In the context of this conference on the State of Raw Milk, a Slow Cheese Award will be given to the protagonists in the world of cheese for their passion, dedication and commitment in the search for quality, consistent with Slow Food’s principles of good, clean and fair.
2. To Raise Animals, or to Live With Them?
If the animals are happy, we are happy. Stress is a major concern that affects dairy cows, but it also causes a decrease in the quality and quantity of milk, therefore resulting in low-quality cheese.
When it comes to milk production, we often picture cows grazing on wide-open green grass, and tend to ignore the dark side of the intensive dairy livestock industry. In fact, dairy livestock suffer greatly from mastitis, heat stress and lack of space.
But there are alternatives: producers who work in balance with local animal breeds (even though they are low-yielding), and still produce high quality cheese – such as Slow Food Presidium dairy breeds.
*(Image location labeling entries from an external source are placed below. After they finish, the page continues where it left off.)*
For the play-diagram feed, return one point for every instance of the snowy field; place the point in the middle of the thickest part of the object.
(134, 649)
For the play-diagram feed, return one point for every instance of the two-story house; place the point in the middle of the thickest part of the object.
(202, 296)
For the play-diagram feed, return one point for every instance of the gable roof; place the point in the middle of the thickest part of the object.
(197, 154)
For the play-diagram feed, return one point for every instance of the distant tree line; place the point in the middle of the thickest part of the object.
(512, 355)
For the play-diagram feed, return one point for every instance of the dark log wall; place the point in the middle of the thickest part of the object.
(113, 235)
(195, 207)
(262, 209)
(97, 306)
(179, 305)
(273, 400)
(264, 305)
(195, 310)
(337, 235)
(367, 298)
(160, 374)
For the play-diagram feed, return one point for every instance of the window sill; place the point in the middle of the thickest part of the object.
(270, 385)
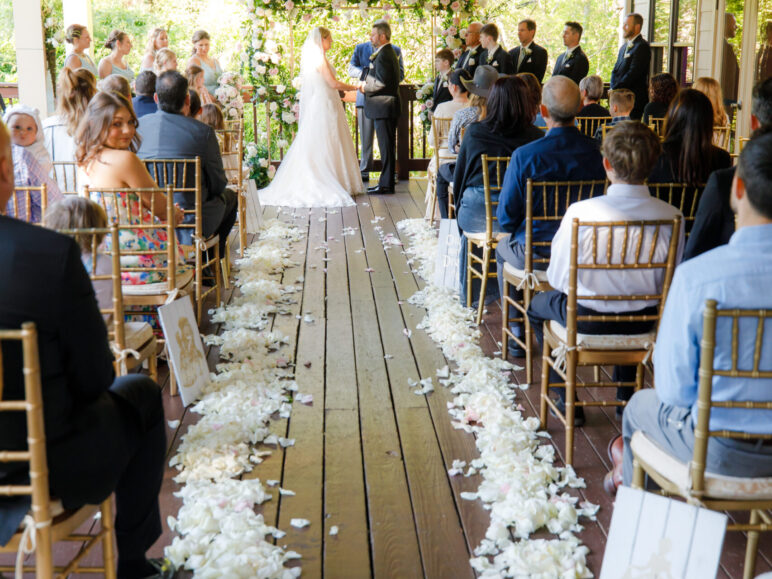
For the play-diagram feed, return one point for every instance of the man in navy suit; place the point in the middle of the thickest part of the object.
(632, 68)
(470, 58)
(573, 62)
(493, 54)
(529, 56)
(360, 61)
(563, 154)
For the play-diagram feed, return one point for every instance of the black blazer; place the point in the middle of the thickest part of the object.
(714, 220)
(535, 63)
(632, 72)
(47, 284)
(470, 59)
(575, 68)
(382, 85)
(441, 92)
(499, 60)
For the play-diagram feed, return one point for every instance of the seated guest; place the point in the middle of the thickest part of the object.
(737, 275)
(484, 77)
(169, 134)
(688, 153)
(629, 153)
(75, 212)
(74, 91)
(144, 103)
(27, 152)
(443, 62)
(116, 83)
(591, 88)
(564, 154)
(662, 90)
(534, 90)
(493, 54)
(508, 124)
(621, 103)
(714, 221)
(104, 434)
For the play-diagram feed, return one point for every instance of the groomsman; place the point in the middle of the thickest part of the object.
(529, 56)
(573, 62)
(360, 61)
(470, 58)
(632, 68)
(493, 55)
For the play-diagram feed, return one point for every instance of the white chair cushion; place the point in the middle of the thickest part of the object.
(608, 341)
(717, 486)
(541, 274)
(137, 334)
(183, 279)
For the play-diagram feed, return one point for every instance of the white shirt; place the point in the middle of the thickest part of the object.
(621, 203)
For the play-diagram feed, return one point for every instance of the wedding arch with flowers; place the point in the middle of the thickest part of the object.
(269, 56)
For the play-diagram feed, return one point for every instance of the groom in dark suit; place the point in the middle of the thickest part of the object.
(632, 68)
(382, 104)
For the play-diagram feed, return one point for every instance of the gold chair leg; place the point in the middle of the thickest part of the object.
(749, 569)
(108, 539)
(545, 379)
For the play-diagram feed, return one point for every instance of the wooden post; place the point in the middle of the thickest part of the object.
(31, 56)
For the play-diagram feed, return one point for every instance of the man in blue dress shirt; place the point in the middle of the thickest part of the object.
(360, 61)
(737, 275)
(563, 154)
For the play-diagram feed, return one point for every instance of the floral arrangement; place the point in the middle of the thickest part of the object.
(228, 95)
(257, 162)
(425, 96)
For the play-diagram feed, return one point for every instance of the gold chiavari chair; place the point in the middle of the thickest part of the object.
(47, 522)
(485, 240)
(682, 195)
(552, 199)
(689, 479)
(28, 204)
(722, 137)
(184, 176)
(440, 130)
(131, 342)
(589, 125)
(66, 176)
(565, 349)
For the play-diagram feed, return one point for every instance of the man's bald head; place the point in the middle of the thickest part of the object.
(562, 99)
(6, 166)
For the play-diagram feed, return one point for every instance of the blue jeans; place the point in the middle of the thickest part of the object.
(471, 218)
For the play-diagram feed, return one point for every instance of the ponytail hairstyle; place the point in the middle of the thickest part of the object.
(75, 90)
(115, 37)
(198, 36)
(73, 31)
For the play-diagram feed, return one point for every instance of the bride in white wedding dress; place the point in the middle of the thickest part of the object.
(321, 168)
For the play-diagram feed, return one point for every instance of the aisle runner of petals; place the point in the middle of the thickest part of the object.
(521, 487)
(220, 533)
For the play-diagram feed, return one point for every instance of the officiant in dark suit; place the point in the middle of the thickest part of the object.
(360, 61)
(529, 56)
(382, 103)
(573, 62)
(470, 58)
(632, 68)
(493, 54)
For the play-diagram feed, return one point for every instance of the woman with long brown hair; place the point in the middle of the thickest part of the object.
(107, 141)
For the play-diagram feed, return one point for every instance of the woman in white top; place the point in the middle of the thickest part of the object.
(120, 43)
(80, 39)
(74, 91)
(157, 40)
(211, 67)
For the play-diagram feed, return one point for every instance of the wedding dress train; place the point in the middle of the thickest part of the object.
(321, 167)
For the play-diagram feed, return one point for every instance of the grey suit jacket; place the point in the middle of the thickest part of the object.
(171, 136)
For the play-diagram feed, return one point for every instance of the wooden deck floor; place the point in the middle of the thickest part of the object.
(370, 456)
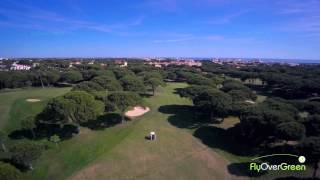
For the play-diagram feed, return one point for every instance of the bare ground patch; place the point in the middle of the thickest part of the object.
(33, 100)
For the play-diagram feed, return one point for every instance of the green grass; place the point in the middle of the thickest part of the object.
(122, 152)
(14, 107)
(184, 149)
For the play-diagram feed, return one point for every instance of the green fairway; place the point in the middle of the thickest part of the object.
(14, 105)
(122, 152)
(184, 149)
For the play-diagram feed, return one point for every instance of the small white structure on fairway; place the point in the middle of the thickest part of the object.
(153, 136)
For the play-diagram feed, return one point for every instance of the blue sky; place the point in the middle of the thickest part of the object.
(138, 28)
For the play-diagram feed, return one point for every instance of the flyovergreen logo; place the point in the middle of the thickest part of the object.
(278, 167)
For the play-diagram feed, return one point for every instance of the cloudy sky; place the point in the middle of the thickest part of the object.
(187, 28)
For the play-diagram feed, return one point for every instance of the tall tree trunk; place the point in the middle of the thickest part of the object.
(122, 117)
(41, 81)
(315, 168)
(3, 146)
(211, 115)
(153, 90)
(33, 134)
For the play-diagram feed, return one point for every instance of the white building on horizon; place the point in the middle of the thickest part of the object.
(19, 67)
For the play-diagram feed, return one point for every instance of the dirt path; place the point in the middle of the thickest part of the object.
(176, 154)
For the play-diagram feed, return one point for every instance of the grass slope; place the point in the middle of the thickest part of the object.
(14, 107)
(122, 152)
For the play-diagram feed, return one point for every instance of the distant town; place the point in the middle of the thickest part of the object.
(25, 64)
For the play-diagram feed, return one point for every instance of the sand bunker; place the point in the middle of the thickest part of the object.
(33, 100)
(137, 111)
(250, 102)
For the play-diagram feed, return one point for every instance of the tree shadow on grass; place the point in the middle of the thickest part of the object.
(183, 116)
(243, 169)
(46, 131)
(104, 121)
(223, 139)
(295, 178)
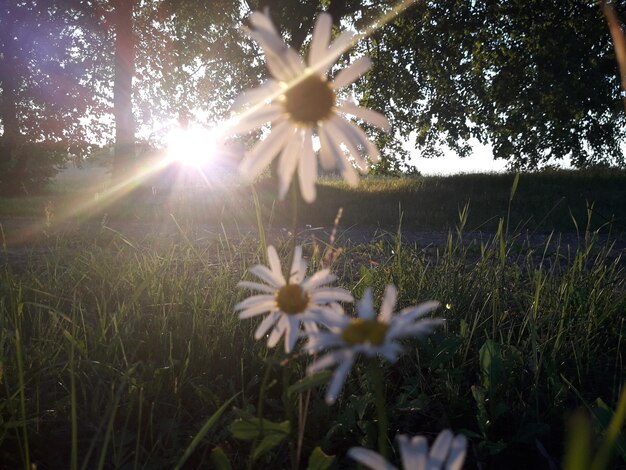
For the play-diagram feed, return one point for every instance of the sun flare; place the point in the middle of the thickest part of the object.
(193, 146)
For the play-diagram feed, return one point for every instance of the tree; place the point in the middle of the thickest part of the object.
(44, 91)
(537, 80)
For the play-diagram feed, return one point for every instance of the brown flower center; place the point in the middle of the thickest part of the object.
(310, 100)
(361, 331)
(292, 299)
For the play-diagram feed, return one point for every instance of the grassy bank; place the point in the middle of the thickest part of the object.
(543, 202)
(116, 351)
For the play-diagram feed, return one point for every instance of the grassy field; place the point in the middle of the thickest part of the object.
(545, 201)
(122, 352)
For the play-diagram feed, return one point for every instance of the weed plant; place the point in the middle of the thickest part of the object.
(116, 351)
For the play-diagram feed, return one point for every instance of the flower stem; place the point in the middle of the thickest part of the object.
(260, 405)
(294, 189)
(289, 409)
(376, 376)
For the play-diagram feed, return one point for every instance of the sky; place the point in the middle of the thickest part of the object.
(480, 161)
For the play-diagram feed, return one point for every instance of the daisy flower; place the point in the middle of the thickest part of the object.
(300, 101)
(367, 334)
(289, 305)
(447, 452)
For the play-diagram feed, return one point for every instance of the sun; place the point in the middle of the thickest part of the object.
(192, 146)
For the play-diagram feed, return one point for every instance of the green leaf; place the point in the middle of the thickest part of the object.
(319, 460)
(203, 431)
(269, 442)
(309, 383)
(253, 428)
(491, 365)
(219, 460)
(578, 446)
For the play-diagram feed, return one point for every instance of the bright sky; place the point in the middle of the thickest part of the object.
(480, 161)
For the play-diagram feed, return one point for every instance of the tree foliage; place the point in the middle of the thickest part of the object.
(536, 80)
(44, 91)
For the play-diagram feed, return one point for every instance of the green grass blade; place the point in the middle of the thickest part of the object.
(205, 428)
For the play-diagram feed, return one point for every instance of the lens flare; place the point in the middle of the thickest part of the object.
(193, 146)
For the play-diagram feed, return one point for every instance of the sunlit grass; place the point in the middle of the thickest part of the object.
(137, 336)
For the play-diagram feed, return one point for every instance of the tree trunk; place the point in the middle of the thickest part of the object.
(124, 151)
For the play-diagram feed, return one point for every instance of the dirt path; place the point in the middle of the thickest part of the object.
(20, 235)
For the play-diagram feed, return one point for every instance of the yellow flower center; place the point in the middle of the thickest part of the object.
(310, 100)
(292, 299)
(361, 331)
If animal welfare issues concern you, this conference will be a great occasion to learn about the influences of breeding conditions on the quality of cheese. Another one is, Good Milk Comes From Good Grass, to be held on the same day.
3. Migrant Milks
Over the past two decades, thousands of migrants have moved to central and northern Italy and gained the necessary skills to work in high-quality cheese production. As young Italians move away from agricultural labor to white-collar jobs, young migrants have been taking over the production of classic Italian cheeses. As they get better at making cheese, they also earn better incomes than many of the low-skill jobs typically associated with migrants.
Conferences regarding migrant issues are a regular at Slow Food events. At this conference we will cover the situation for migrants working in dairy across the country, starting with the dairy farms of the Po Valley in Piedmont.
4. Milk, Cheese and Health
Do we really need to drink milk every day to have strong bones? Are fatty cheese and butter bad for your health? Is it better to choose low-fat milk over whole? No, no and no.
What we think is good for our health may actually not be. Expert opinion can guide us around controversial topics and “facts” that are often treated vaguely in the media, and need clarification.
In this conference, we will examine and discredit the lies that were sold to us in the past decades by the multinational food industry, and provide a more rounded, holistic perspective.